The impact of COVID-19 on public transport
During the very first webinar of Intertraffic moderator Carlo van de Weijer spoke to Aurélien Cottet of Transdev, Paul Speirs of PTV and Chris de Veer of Amsterdam Metropolitan area on the impact of COVID-19 on the mobility industry. Due to sheer lack of time many questions from our international audience remained unanswered. We asked Aurélien Cottet of Transdev to answer a selection of them.
Transdev is a French-based international private public transport operator, with operations in 20 countries enabling 11 million passenger trips everyday thanks to efficient, easy to use and environmentally-friendly transportation services connecting people and communities. Aurélien Cottet is Worldwide MaaS Projects Coordinator at Transdev and brings his expert comprehensive knowledge of complex projects to Transdev to oversee all the local MaaS projects in each country where Transdev is present. During the webinar he talked about public transport European MaaS developments and the impact of COVID-19. Missed the webinar? Watch it here. Aurélien: ‘I really enjoyed participating in this very first webinar of Intertraffic. Sharing our global knowledge during these webinars is so important and helps us all to get out of it stronger than before.’
Do you think, that a notable percentage of public transport users will shift to use private cars in the future / post corona?

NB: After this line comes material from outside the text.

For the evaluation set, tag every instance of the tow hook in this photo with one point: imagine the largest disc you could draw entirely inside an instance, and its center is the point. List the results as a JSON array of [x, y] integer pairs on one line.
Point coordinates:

‘It is a very interesting and tricky question, because during the confinement everyone was working remotely, and it showed that people could still be very productive at work! So the question would be more, are public transport-users willing to stay more homebased in the future and thus travelling less for their daily commute?’
‘Let’s be realistic. Without a good treatment or a vaccine found, people will “fear” and avoid crowded environment such as the morning and late afternoon rush hours in public transport. When the confinement will be over, we cannot deny that many public transport-users will prefer an individual alternative solution to public transport such as a private car or bike. But will they be the majority? After experiencing long hours in a traffic-jam, how many of them will be back in public transport? It is hard to predict.’

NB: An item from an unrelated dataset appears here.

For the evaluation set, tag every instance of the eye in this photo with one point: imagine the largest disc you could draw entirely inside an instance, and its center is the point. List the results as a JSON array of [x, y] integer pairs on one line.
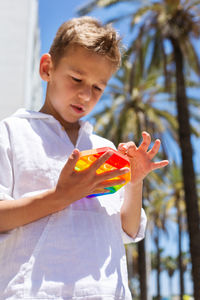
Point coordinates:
[[76, 79], [98, 88]]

‘It is also important to note that in many places, the most convenient transport system in terms of time vs. money is still public transport and won’t be replaced easily by a private car. Since the lockdown was over, we have noticed that many big corporates put in place a system for their employees to spread the arrivals and departures on a wider timeframe enabling them to avoid the rush hour. The employers can and should play a big role in the mobility of their employees, especially in the promotion of sustainable mobility modes such as public transport. Allowing employees to arrive and leave the company within a wider timeslot will help mitigate the traditional rush-hour which should be beneficial to the public transport.’

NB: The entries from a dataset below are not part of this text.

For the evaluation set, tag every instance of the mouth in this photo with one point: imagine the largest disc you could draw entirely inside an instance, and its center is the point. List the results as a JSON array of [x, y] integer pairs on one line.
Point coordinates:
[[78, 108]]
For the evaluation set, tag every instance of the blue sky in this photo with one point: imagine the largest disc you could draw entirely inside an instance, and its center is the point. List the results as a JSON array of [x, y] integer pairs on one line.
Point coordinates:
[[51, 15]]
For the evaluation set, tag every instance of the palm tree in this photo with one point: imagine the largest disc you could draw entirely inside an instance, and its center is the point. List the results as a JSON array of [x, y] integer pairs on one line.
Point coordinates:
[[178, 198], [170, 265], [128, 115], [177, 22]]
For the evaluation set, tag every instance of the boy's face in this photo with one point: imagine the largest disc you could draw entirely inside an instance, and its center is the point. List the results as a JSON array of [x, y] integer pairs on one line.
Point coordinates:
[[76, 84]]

Do you expect a change in the city bus lay-out approach? The configurations were aimed to increase the passenger capacity. Shall the future bring new designs with less passengers due to pandemics like COVID-19?
‘Yes and no. You will always have major public transport lines along the main streets, and these won’t change. What we could envision is the secondary lines that could be more on demand with “virtual” stops to encourage the use of the last and first mile option as an alternative to a private car. These secondary lines could be operated with smaller capacity buses.’
‘Many cities redesigned some of their major streets in favour of the bike at the expense of cars. These are great initiatives and show how important the Public Transport Authority and the Mobility Authority (Traffic Management, in charge of the curb) will play in tomorrow’s mobility. Nevertheless, in these big cities, private car users are not the ones who will take their bikes. Most of them are living in the distant suburb and do not all have a good public transport alternative. Such initiatives are finally penalising them.'
'The solution is definitely flexible on demand first and last miles. The fact that Paris is closing its streets to promote walking and cycling, is adding an extra problem for those who don’t have another choice but to use their cars, because they don’t have any solution nearby to allow them to reach a mobility hub that goes to the center of Paris….we are missing a lot of infrastructure like big parking nearby the mobility hub…so such “closing street initiatives” penalise the car users who don’t have a choice…It is important to think of mobility as a whole.'
Which initiatives do you have for a world where public transportation is still a need, but requires much less human contact?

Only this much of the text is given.